Hi, I'm sorry for the late response. I'm taking a look, but since this seems to be a memory leak it's going to take a while to repro properly. If you see this again, can you do the following?

ps aux | grep -i vim

You should see something like this:

ychin            49390   0.0  0.0  4268424    720 s006  R+   12:16AM   0:00.00 grep --color=auto -i vim
ychin            49325   0.0  0.1  4467028  19704   ??  Ss   12:10AM   0:01.13 /Applications/MacVim.app/Contents/MacOS/Vim -g -f
ychin            49324   0.0  0.5  5200664  89640   ??  S    12:10AM   0:05.35 /Applications/MacVim.app/Contents/MacOS/MacVim

In MacVim, there is an overall macOS process called MacVim, and each window is a child process Vim (which is roughly the same process as terminal Vim). It would be interesting to see whether it's the parent process or the child process that's leaking.

eirnym commented 3 years ago

As per my tests, it seems to be parent process. Numbers obviously increasing, but I couldn't reproduce so huge growth as described, probably I do it wrong.

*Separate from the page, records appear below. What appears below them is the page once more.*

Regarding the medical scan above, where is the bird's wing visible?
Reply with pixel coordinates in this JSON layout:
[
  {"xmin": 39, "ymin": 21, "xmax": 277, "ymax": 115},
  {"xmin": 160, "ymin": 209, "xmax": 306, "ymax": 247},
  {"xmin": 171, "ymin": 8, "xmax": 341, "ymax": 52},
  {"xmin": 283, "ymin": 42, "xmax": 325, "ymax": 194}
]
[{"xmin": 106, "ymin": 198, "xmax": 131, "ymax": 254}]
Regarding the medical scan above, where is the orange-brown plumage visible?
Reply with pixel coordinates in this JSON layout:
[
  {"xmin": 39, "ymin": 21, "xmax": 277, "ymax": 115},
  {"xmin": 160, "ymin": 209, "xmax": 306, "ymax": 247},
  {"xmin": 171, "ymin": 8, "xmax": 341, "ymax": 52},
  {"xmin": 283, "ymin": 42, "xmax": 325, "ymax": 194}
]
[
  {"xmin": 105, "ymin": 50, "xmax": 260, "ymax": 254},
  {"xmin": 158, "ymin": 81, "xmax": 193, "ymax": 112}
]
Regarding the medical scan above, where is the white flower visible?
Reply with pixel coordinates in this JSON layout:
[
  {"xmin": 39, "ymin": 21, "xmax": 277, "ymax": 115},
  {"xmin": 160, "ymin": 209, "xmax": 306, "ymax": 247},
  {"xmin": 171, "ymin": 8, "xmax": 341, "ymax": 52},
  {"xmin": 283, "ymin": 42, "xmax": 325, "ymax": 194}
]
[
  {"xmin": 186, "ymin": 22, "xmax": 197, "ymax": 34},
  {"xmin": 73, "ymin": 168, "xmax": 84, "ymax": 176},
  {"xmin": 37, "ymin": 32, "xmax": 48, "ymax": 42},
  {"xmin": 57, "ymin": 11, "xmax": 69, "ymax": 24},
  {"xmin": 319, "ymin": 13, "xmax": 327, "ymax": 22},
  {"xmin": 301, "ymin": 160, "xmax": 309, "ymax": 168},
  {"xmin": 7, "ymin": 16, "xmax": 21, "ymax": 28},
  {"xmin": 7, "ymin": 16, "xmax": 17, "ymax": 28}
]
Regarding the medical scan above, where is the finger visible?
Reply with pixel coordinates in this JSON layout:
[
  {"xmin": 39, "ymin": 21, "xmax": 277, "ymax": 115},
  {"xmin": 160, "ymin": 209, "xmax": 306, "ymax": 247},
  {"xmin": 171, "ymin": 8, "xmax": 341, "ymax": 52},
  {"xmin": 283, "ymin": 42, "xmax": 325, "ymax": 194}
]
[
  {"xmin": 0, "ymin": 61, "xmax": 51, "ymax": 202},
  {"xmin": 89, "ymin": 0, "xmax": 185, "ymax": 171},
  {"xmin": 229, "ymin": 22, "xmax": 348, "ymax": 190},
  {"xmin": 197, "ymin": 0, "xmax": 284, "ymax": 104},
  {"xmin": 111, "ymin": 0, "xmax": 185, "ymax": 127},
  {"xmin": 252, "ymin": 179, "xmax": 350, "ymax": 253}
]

ychin commented 3 years ago

Huh ok that does make sense, given the thread count explosion. I couldn't really reproduce myself so far, but I did see thread count go up and down so that should give at least some lead. One thing that may be related is the CoreText stateful renderer but I'll need to take a look.

ychin commented 3 years ago

I'm still not super suer how to reproduce this. Is it basically opening said file, that do misc editing tasks? I have had it open for a while, and let the computer sleep/wake up, and do random searching for it, but it's staying in the 60's of MB of RAM usage for me…

genivia-inc commented 2 years ago

Still happening in the latest 8.2.3455 MacVim. Up to 2.4GB after a few days of editing some files. It's typically increasing memory when opening a new file from the terminal with open -a MacVim, which will open a new window in MacVim to edit the file.

The problem is not an issue the first day or so, but as time passes and more files are opened and closed (I keep only a handful open), this problem will always occur. It seems that MacVim tries to allocate memory while the process is swapped from physical to virtual memory. So when MacVim is not used for some time and other applications are active, swapping MacVim back to physical while opening a new file is probably the best symptom to describe this issue.